Information Architecture

Information architecture is a discipline and community of practice focused on the art and science of organizing information to help users find what they need and to support the efficient management of content. It brings together principles of design, architecture and user experience. It usually involves designing a model or conceptual view of information which describes the domain in terms of subject matter, collections, information types, relationships, and processes.

We define it as: “The principles, processes, models and semantics involved in designing a cohesive set of information collections and their classifications and relationships, in order to support effective management, discovery and use of information.” (Metataxis, 2012)
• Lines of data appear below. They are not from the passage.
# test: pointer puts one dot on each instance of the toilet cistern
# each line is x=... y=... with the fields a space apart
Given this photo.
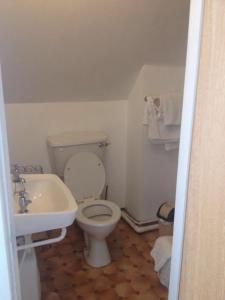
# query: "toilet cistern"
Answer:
x=78 y=157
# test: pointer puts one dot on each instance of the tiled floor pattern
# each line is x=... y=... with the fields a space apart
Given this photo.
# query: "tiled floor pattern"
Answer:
x=66 y=276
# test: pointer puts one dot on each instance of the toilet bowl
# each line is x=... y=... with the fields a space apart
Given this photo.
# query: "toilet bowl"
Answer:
x=97 y=218
x=84 y=174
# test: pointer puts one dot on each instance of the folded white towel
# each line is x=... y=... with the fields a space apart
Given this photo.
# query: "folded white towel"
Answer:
x=172 y=107
x=162 y=251
x=158 y=132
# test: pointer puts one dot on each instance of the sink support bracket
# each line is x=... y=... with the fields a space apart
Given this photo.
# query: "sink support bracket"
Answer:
x=43 y=243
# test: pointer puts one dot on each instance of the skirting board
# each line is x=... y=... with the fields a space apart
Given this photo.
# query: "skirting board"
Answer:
x=138 y=226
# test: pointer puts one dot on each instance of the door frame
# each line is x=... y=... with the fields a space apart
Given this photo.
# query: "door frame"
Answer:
x=9 y=275
x=190 y=87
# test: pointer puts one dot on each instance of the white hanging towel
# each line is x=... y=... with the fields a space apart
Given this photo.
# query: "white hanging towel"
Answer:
x=171 y=104
x=162 y=251
x=158 y=133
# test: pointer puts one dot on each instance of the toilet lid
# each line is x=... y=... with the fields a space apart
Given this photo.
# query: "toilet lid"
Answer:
x=84 y=174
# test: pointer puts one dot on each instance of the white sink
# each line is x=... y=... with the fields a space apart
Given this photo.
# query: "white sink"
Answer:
x=53 y=206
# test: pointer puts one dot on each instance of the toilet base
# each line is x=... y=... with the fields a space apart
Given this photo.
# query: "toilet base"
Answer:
x=96 y=252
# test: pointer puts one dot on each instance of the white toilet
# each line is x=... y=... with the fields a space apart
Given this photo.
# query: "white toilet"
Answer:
x=77 y=158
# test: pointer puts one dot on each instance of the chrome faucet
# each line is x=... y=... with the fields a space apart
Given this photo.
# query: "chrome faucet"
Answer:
x=23 y=202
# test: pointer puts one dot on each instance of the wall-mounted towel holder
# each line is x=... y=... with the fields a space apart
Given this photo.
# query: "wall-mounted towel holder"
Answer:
x=156 y=100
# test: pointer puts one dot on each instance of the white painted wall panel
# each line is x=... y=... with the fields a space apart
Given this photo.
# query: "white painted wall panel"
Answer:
x=151 y=171
x=29 y=124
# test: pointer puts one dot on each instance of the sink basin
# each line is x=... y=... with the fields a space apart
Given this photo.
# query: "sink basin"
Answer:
x=53 y=206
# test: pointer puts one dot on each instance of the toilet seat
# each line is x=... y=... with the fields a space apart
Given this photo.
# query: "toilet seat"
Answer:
x=101 y=213
x=84 y=174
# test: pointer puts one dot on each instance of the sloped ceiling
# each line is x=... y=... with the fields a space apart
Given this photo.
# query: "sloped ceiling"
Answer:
x=68 y=50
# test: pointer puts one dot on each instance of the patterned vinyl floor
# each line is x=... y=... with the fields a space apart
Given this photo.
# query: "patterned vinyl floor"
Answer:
x=66 y=276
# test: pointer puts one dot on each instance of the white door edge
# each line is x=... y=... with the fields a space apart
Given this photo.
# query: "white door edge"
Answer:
x=9 y=274
x=191 y=77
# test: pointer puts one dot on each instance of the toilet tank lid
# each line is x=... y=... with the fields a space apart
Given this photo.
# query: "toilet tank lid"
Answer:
x=76 y=138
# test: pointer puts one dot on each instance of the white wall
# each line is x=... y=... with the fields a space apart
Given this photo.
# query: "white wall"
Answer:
x=86 y=49
x=151 y=171
x=28 y=126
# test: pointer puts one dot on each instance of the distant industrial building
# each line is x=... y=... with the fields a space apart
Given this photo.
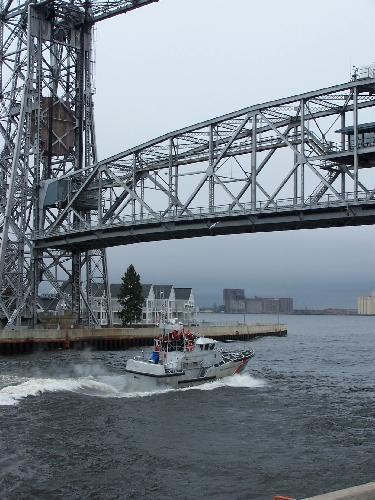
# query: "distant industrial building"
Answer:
x=236 y=302
x=366 y=304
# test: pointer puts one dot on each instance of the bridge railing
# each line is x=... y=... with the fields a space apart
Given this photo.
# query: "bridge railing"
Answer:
x=221 y=211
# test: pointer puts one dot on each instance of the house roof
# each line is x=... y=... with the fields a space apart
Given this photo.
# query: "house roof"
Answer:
x=182 y=293
x=146 y=290
x=162 y=291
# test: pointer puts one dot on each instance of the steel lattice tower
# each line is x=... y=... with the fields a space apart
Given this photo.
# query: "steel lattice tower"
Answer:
x=47 y=132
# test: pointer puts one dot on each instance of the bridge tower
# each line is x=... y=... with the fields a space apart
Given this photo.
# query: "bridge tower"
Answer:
x=47 y=132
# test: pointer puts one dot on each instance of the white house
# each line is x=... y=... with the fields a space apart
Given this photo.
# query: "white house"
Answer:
x=158 y=301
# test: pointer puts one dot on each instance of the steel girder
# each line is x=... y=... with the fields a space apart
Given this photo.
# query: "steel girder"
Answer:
x=47 y=132
x=290 y=161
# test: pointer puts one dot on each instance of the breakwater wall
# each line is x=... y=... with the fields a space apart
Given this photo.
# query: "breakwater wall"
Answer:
x=23 y=341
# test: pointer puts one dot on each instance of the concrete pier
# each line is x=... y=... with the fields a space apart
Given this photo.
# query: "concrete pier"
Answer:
x=24 y=341
x=362 y=492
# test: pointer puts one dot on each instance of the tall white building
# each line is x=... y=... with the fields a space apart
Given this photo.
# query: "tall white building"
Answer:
x=366 y=304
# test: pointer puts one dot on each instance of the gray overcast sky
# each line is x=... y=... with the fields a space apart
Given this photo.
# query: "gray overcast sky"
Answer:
x=178 y=62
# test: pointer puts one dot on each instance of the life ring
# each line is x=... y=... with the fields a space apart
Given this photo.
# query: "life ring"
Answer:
x=190 y=346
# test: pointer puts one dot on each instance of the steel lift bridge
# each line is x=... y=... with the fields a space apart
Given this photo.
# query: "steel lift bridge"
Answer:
x=300 y=162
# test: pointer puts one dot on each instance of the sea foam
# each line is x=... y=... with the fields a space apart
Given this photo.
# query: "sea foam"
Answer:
x=110 y=387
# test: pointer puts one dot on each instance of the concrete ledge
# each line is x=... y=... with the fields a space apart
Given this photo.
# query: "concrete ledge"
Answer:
x=362 y=492
x=136 y=333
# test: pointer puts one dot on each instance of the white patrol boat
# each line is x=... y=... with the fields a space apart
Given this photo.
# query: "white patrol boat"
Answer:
x=181 y=358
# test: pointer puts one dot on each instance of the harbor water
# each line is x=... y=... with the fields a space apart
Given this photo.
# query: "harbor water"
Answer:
x=299 y=421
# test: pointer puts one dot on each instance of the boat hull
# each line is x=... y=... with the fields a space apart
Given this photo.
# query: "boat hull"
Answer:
x=188 y=378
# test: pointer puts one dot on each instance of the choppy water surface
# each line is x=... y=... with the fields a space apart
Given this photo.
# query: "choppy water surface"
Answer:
x=300 y=421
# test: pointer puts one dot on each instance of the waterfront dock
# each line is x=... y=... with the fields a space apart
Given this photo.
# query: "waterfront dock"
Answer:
x=25 y=341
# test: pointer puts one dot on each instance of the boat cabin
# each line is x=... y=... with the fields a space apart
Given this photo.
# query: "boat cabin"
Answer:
x=205 y=344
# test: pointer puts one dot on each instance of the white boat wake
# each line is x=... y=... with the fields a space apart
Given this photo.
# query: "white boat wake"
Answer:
x=106 y=387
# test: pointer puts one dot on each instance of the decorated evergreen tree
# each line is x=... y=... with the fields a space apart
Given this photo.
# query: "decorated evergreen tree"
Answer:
x=130 y=297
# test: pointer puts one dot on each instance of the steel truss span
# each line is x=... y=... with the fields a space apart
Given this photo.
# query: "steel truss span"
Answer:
x=301 y=162
x=47 y=132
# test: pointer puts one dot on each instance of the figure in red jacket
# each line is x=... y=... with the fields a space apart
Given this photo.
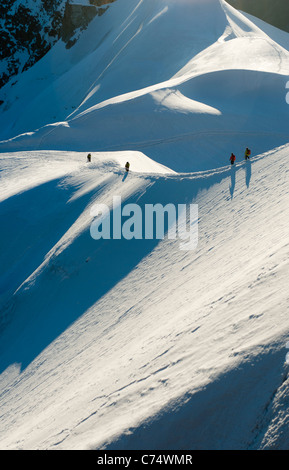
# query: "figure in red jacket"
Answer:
x=232 y=159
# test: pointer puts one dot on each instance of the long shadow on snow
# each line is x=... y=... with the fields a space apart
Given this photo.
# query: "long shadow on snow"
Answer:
x=83 y=273
x=232 y=412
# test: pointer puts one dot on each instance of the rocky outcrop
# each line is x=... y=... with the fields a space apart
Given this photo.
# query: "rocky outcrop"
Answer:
x=30 y=29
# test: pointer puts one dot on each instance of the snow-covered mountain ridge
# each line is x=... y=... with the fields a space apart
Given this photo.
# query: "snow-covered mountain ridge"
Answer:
x=136 y=344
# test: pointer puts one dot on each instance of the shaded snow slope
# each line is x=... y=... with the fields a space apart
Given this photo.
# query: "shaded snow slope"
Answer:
x=187 y=83
x=129 y=344
x=102 y=336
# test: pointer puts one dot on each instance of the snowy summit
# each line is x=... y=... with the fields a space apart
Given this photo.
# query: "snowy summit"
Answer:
x=134 y=343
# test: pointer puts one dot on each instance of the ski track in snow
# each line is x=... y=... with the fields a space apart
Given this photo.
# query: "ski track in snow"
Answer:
x=121 y=344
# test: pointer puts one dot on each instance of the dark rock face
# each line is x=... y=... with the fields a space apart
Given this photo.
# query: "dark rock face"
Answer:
x=274 y=12
x=29 y=29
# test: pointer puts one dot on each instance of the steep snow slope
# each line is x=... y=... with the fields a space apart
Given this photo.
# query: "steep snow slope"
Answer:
x=193 y=79
x=128 y=344
x=106 y=335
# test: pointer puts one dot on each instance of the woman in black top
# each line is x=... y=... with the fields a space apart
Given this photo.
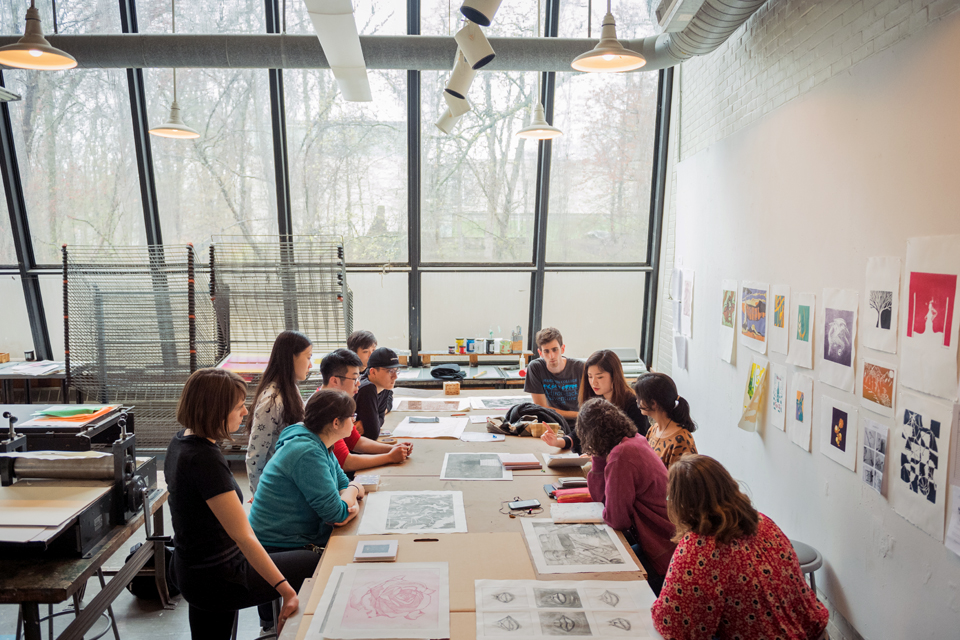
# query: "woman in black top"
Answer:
x=602 y=378
x=218 y=564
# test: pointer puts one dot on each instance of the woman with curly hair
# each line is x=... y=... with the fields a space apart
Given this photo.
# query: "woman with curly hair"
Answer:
x=631 y=482
x=734 y=574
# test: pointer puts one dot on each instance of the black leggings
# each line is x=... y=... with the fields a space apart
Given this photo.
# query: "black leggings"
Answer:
x=216 y=593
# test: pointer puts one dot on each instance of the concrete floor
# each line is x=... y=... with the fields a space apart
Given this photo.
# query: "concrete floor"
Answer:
x=137 y=618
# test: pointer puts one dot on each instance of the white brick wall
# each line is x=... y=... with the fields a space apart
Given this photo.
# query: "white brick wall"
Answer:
x=787 y=48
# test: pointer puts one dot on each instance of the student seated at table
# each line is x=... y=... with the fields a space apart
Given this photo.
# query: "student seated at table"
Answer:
x=670 y=435
x=553 y=380
x=362 y=343
x=630 y=481
x=602 y=377
x=303 y=492
x=734 y=573
x=218 y=564
x=277 y=402
x=341 y=372
x=375 y=396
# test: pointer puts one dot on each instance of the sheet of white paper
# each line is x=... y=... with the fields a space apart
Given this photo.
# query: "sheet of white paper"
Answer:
x=753 y=315
x=804 y=310
x=931 y=327
x=878 y=386
x=777 y=396
x=838 y=431
x=473 y=466
x=838 y=347
x=918 y=482
x=686 y=308
x=873 y=454
x=395 y=512
x=403 y=600
x=882 y=304
x=780 y=324
x=575 y=548
x=533 y=609
x=952 y=539
x=445 y=428
x=800 y=410
x=728 y=319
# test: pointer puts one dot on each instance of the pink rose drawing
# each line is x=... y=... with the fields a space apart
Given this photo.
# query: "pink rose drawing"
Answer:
x=396 y=597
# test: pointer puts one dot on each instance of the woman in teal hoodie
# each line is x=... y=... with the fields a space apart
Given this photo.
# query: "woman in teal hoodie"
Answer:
x=303 y=493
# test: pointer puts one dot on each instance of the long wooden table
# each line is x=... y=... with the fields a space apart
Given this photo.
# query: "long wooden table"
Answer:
x=494 y=548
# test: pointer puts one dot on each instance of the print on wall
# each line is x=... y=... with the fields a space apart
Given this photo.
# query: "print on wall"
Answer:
x=839 y=343
x=753 y=315
x=801 y=335
x=929 y=310
x=883 y=304
x=838 y=432
x=917 y=486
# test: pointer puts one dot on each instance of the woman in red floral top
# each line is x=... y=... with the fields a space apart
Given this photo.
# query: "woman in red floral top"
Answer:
x=734 y=574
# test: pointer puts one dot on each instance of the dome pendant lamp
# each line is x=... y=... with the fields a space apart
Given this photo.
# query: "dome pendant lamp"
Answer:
x=539 y=128
x=609 y=56
x=174 y=126
x=33 y=51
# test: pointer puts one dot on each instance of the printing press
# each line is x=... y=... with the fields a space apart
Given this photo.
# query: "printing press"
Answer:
x=67 y=482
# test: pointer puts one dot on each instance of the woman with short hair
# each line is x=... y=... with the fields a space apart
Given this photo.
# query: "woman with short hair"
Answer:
x=631 y=482
x=734 y=573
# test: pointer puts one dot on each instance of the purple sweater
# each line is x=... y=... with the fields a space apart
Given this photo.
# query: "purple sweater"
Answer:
x=631 y=482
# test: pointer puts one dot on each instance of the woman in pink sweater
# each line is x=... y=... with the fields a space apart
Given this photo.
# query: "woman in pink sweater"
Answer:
x=631 y=482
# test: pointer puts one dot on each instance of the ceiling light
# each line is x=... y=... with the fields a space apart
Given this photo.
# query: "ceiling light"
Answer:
x=32 y=51
x=609 y=56
x=461 y=78
x=539 y=128
x=480 y=11
x=474 y=45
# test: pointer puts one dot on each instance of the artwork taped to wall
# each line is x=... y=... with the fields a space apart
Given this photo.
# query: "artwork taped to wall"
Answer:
x=686 y=305
x=800 y=410
x=395 y=512
x=838 y=345
x=801 y=332
x=753 y=315
x=780 y=319
x=921 y=442
x=882 y=306
x=532 y=608
x=403 y=600
x=873 y=456
x=931 y=323
x=575 y=548
x=753 y=394
x=838 y=432
x=728 y=320
x=777 y=396
x=878 y=386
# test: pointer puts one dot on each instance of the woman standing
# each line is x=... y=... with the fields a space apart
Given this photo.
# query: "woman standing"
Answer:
x=670 y=435
x=734 y=574
x=218 y=563
x=630 y=481
x=602 y=378
x=277 y=402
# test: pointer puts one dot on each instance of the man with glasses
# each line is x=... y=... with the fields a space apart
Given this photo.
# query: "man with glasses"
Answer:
x=341 y=371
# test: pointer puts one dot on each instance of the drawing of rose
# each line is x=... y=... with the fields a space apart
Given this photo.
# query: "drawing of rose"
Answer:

Metataxis has many years’ experience helping organisations to understand their content, and designing information architectures to fit their specific goals, whether it’s the delivery of a new web site, a full enterprise information architecture combining document and records management with standard data models, or the production of multi-format reference works. Information Architecture deliverables include:

  • Information inventories: finding out what information your organisation holds is an important step in understanding and managing it.
  • Information modelling: describing the appropriate levels of granularity for the information and the relationships between the different parts. A simple model can help your organisation understand the shape of the content.
  • Metadata and taxonomy: defining the policies, processes, metadata and controlled vocabularies required to tag content to support findability via search or browse.
  • Information flows: working out the relationships between the information items both internal and external within the organisation’s content model.
  • Findability: identifying a strategy for successful information retrieval and defining the search and browse techniques and tools required to support user requirements.
  • Usability: designing not only the conceptual models but also the visual manifestations of your content.